Basically, the DVD drive has been bolted on; it's a completely separate device whose only relationship to the TV is physical. Worse still, the GU22DVDBLK's notable digital media boasts all hinge on this same interface. It's highly possible that some will be attracted solely by the GU22DVDBLK's digital media talents. If so, it's time to look away now, because even though this set does have a side-mounted USB 2.0 port alongside a memory card slot that can accept SD or MMC types, its performance with them both is thoroughly disappointing.
Once inserted - and after a 30-second wait - you're presented with an ugly, low resolution - and almost illegible - root file list that skips over any format it cannot play.
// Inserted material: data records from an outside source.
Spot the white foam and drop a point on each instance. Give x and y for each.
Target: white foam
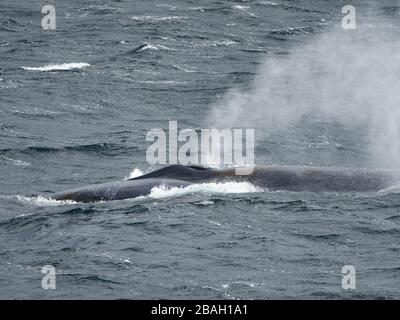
(19, 162)
(59, 67)
(156, 19)
(149, 46)
(134, 174)
(205, 188)
(43, 201)
(244, 8)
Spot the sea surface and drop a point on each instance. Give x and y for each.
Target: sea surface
(76, 104)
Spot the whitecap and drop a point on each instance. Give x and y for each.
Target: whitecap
(134, 174)
(59, 67)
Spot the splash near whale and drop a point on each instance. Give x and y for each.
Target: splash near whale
(290, 178)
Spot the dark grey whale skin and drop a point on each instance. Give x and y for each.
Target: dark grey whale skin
(290, 178)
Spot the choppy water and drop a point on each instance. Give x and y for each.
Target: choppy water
(75, 106)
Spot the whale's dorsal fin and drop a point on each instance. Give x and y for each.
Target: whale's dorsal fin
(180, 172)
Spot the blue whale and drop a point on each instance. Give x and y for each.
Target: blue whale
(290, 178)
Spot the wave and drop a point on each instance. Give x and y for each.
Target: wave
(158, 19)
(204, 188)
(159, 192)
(59, 67)
(148, 46)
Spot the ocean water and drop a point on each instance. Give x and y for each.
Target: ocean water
(76, 104)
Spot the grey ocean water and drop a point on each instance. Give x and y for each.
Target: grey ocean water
(314, 93)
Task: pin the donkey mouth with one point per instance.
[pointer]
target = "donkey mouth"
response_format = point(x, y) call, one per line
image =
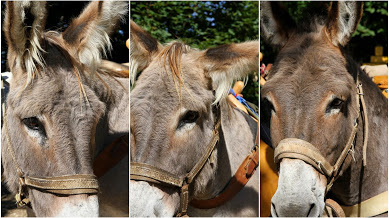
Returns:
point(300, 191)
point(161, 201)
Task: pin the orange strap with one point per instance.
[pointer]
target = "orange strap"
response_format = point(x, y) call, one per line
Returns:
point(110, 156)
point(237, 182)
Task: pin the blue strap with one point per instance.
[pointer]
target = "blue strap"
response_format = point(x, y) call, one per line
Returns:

And, sadly, that's almost everything; we only managed to get an achingly slow slideshow of JPEGs to display, and a couple of WMA music files to play. Don't let that ruin your impression of the GU22DVDBLK because, if you're not going to shove in USB sticks and memory cards, its failure with them is irrelevant.
But it may be worth holding on for a while if you're after something small; with digital switchover now complete in much of the UK - and the recession continuing to bite - the market for second sets like this Grundig is on the increase. As such we're likely to see more svelte designs sporting extras like Freeview HD tuners, though arguably such an innovation would be a waste at this small size.
The built-in DVD player isn't going anywhere, though you can blame burgeoning sales of PlayStation 3s for that particular idea not having progressed to an integrated Blu-ray player. Despite its rough edges, Grundig's GU22DVDBLK makes for a fair value effort that will suit plenty of consumers after a basic Freeview telly.
This 22-inch LCD TV with built-in DVD puts in a thoroughly respectable performance with Freeview, though it could hardly be called a polished affair; some weedy sound accompanied by some very rudimentary, low-resolution onscreen menus seriously take the edge off, while its compatibility with digital media files is very limited.